Sergueï Prizenko, chef du village russe de Tyotkino, évacue des habitants dans son véhicule, selon des images partagées par le gouverneur régional sur Telegram. (CAPTURE ECRAN / ALEXEÏ SMIRNOV / TELEGRAM)

"La principale information mise en avant dans les médias proches du Kremlin est que l'incursion ukrainienne est stoppée, que l'unité de la société russe se renforce dans cette épreuve difficile, qu'elle fait confiance aux autorités, et surtout, qu'elle ne panique pas", explique dans une vidéo sur YouTube Katarzyna Chawrylo, experte pour le think tank basé en Pologne, Center for Eastern Studies. L'incursion ukrainienne est ainsi qualifiée "d'opération terroriste", plaçant la Russie en victime d'un ennemi hostile aux règles du droit international.

Les équipes du Kremlin ont demandé aux journalistes d'éviter "toute couverture sensationnaliste" des événements en cours dans la région de Koursk, révélait jeudi le média indépendant Meduza. Il leur est également demandé de ne pas évoquer l'ouverture d'un "nouveau front" dans ce secteur, et de ne pas mentionner l'avancée potentielle vers la ville de Kourtchatov, où se trouve une centrale nucléaire. Et enfin, d'insister sur les efforts fournis par les autorités, y compris par Vladimir Poutine, pour aider les populations.

L'Occident encore et toujours pointé du doigt

Le président russe a-t-il réellement pris la mesure de cet événément ? Au tout début de l'incursion, il avait simplement évoqué "une provocation à grande échelle", selon le lexique qui lui est cher. Le Kremlin, en tout cas, n'a pas décrété la loi martiale mais un régime d'opération antiterroriste (CTO) dans les régions de Koursk, Briansk et Belgorod. Sans doute afin de minimiser l'ampleur de cette incursion, analysait samedi l'Institut pour l'étude de la guerre, un groupe de réflexion américain, et pour éviter de déclencher un sentiment de "panique ou une réaction violente à l’intérieur du pays". Le CTO avait déjà été décrétée pendant une journée, en mai 2023, lors d'un raid conduit par des combattants russes opposés à Vladimir Poutine. Mais l'affaire, cette fois, est bien plus sérieuse.
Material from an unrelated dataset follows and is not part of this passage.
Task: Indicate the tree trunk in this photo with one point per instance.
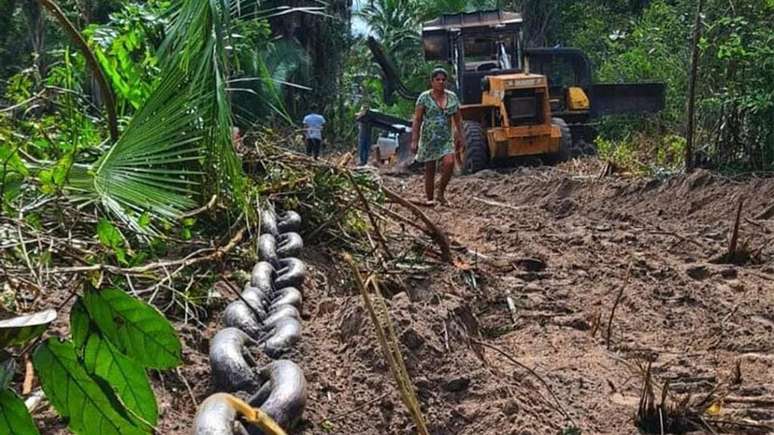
(689, 145)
A ce stade, il est toutefois impossible d'évaluer ses conséquences dans l'opinion russe. "Ils bombardent ? On ne sait même pas ce qu'il se passe. Ça ne nous intéresse pas", confiat mardi un habitant de Moscou à franceinfo. Un autre tentait d'évaluer les objectifs d'une telle opération : "C’est probablement une manœuvre de diversion parce que le New York Times et tous les médias disent que, sur le plan militaire, ça n’a aucun sens." Et si les commentateurs peinent à définir un objectif précis dans cette attaque, cela accrédite à leurs yeux le caractère "terroriste" de cette attaque.

Vladimir Poutine a également accusé "l'Occident, [qui] est en guerre contre nous", d'être derrière cette opération, lors d'une réunion télédiffusée lundi, aux côtés de responsables des forces de sécurité. Washington avait pourtant expliqué ne pas avoir été informé de cette attaque à venir. "Non seulement les Etats-Unis et le Royaume-Uni étaient au courant, mais ils ont également coordonné cette attaque planifiée", a commenté le journaliste russe Igor Korotchenko sur la chaîne Rossiya 1, dans l'émission de la propagandiste Olga Skabeïeva. C'est également l'avis de Roman, un Russe de 41 ans interrogé par l'AFP à Moscou. Selon lui, seul un "petit groupe de saboteurs" s'est introduit dans la région, armé par l'Occident et l'Otan. L'armée russe "les tuera, et c'est tout".